The growing number of claims is having an impact on recruitment, says Royal College of Obstetricians and Gynaecologists president Sabaratnam Arulkumaran. "One of the reasons why many people don't come into the specialty of obstetrics and gynaecology is because of the fear of litigation and complaints," he says.
Yet while there is an increasing emphasis on patient safety across health, including in obstetrics and gynaecology, the overwhelming view from all sides is that clinicians' worries about being sued are disproportionate.
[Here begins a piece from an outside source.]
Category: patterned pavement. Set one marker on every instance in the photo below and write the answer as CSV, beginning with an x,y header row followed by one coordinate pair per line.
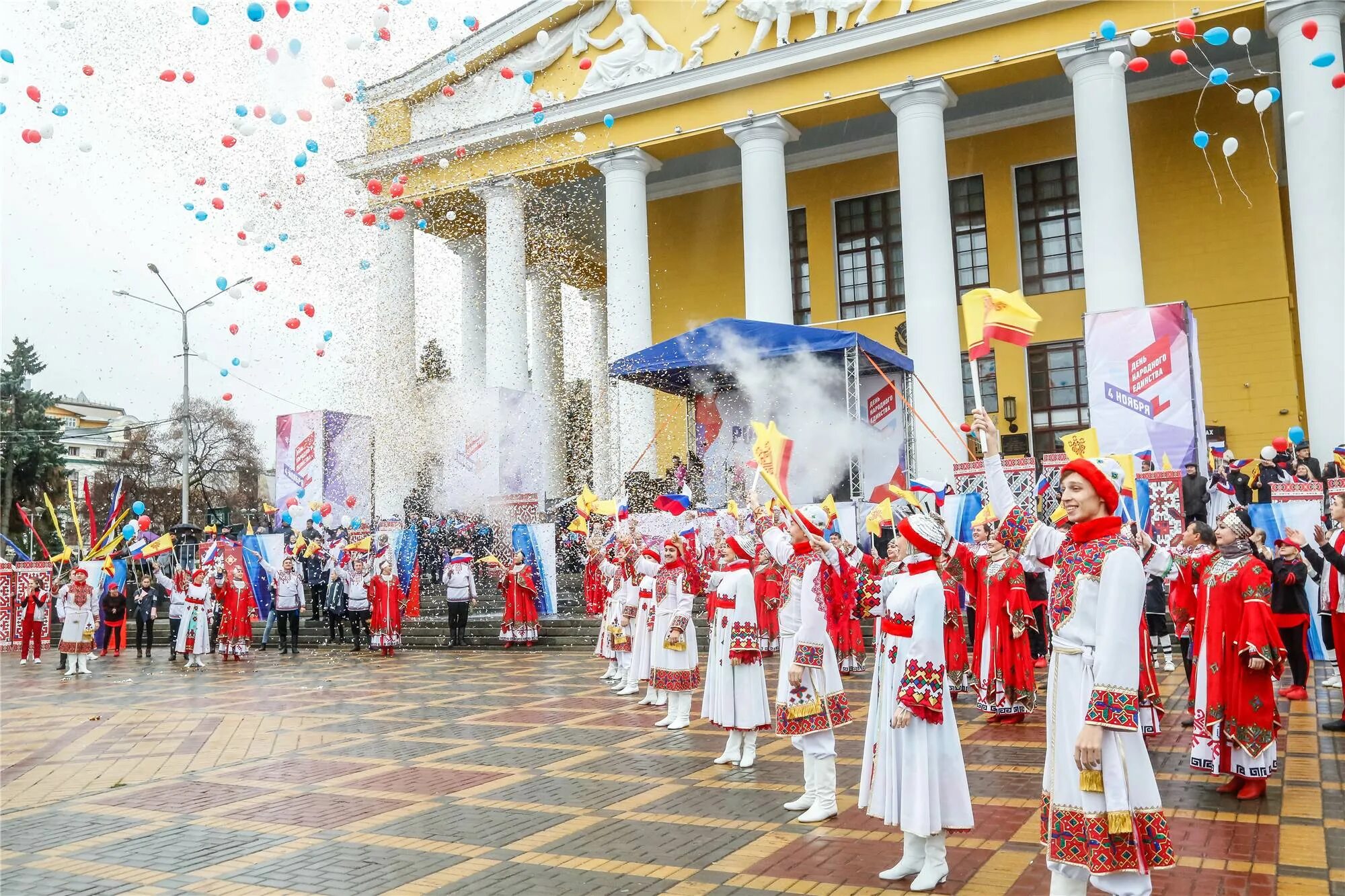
x,y
492,772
The number of claims against the health service is actually decreasing and it is estimated that just 0.5 per cent of all adverse clinical incidents result in litigation. "It's a complete myth that there's a litigious culture," says Mr Walsh. "The number of people who are taking legal action is far fewer than one would expect, given the number of accidents there are."
But HSJ spoke to a consultant psychiatrist who works in England and has experienced litigation in the NHS several times. Two cases involved lawyers and related to the side-effects of prescribed medication. The first lasted two years before being dropped by the claimant. The second took four years and was settled out of court.
"It was awfully stressful," the consultant says, adding that nervousness over litigation and complaints has changed the way he and his colleagues work. "We all practise defensively; we are very wary."
He believes the result is that innovation is stifled. As a consultant, he sees patients who have failed to benefit from other treatment, but he has stopped prescribing medications in unorthodox ways.
"You don't take risks. You're on your guard all the time. I teach my juniors not to use things outside the British National Formulary, although a large number of doctors across all specialties do not adhere to it," he says. But he adds: "Once you've had a case like I had, you probably will not."